Relationships. Successful projects require strong relationships among project team members. Going into my first remote project, one of my biggest concerns was my ability to create and maintain relationships. I worried a lack of face time would inhibit relationship building and my ability to effectively manage the project if I didn’t see the project team every day. As it turned out, I was surprised how well I felt I was able to build and maintain relationships via phone and email, though it did feel like it needed a more concerted effort — it did take a little extra doing to stay in the loop. Actually, maybe it’s not that surprising when we consider how we maintain or even develop relationships in other areas of our lives with friends or family we don’t see every day.
Cost. This one is pretty straightforward. Travel costs associated with a week on site can be in the neighborhood of 25% of the total. Travel also represents cost in the form of unproductive time spent in transit.
Remote work is appealing. We can point to examples where it’s been successful. However, it seems the work of proactively finding the ways it can add the most value to HIT consulting is ahead of us. Given both the issues and advantages discussed above (plus any others folks can think of), this is an area that seems ripe for innovation. There are new tools in the toolbox and inventive minds can use them in creative ways to build something new. This includes ways to enhance the quality of content and services we provide as well as strategic ways to improve how we work.
While there are remote opportunities out there, this arrangement still seems to be comparatively rare. I don’t doubt this is due to both clinging to how things have always been done as well as suspicion as to how well it can really work. This isn’t surprising. Though not a completely new idea, it can still be quite a paradigm shift. Also, although I’ve stepped through some of the positives of remote work above, both on site and remote work have their respective pros and cons. There are activities or phases in the project where one or the other clearly makes the most sense.

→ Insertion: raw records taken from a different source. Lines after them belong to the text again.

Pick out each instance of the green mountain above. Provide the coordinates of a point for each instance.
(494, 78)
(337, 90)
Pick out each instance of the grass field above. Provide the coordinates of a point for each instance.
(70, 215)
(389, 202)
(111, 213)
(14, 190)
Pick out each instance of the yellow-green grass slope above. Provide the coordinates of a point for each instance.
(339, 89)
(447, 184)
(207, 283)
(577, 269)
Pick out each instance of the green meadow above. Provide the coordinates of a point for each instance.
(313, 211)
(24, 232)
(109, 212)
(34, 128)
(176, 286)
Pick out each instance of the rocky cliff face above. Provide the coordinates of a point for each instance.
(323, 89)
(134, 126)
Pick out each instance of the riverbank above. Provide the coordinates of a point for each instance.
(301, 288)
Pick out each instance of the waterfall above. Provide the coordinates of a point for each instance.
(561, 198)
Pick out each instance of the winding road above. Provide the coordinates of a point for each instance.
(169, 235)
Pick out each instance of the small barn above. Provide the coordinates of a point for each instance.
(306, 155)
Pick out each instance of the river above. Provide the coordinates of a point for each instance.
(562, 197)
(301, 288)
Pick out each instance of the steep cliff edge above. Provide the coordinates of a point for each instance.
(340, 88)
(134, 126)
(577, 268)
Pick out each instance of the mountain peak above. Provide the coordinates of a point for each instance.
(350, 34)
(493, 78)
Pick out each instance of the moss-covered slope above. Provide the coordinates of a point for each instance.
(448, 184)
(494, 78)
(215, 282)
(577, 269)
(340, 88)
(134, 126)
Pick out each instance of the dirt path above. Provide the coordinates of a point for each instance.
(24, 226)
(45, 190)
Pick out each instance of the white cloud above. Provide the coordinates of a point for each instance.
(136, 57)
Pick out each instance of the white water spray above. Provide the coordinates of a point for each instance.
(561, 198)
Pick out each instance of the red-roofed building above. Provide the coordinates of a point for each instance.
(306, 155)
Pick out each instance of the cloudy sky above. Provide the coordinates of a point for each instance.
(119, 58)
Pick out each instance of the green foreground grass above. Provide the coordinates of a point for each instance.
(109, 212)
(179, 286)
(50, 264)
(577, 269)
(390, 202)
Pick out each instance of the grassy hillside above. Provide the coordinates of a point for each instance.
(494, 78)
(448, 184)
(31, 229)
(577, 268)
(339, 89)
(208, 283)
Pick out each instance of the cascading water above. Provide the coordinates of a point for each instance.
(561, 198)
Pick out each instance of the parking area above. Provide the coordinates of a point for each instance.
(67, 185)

Any best practices that emerge will likely use the two to complement one another.
As for next steps, we can think critically about our project plans not just terms of the usual suspects of tasks, timelines and owners, but also in terms of what type of arrangement—remote or on site–makes the most sense for each and how remote work can be used strategically to enhance the quality of the results. I’m hopeful that refining and promoting models of how we can work with both clients and one another will not only result in the development new tools and processes but may even result in new forums for collaborative innovation. Like any idea, of course, this needs the right people to take it on and put it to the test.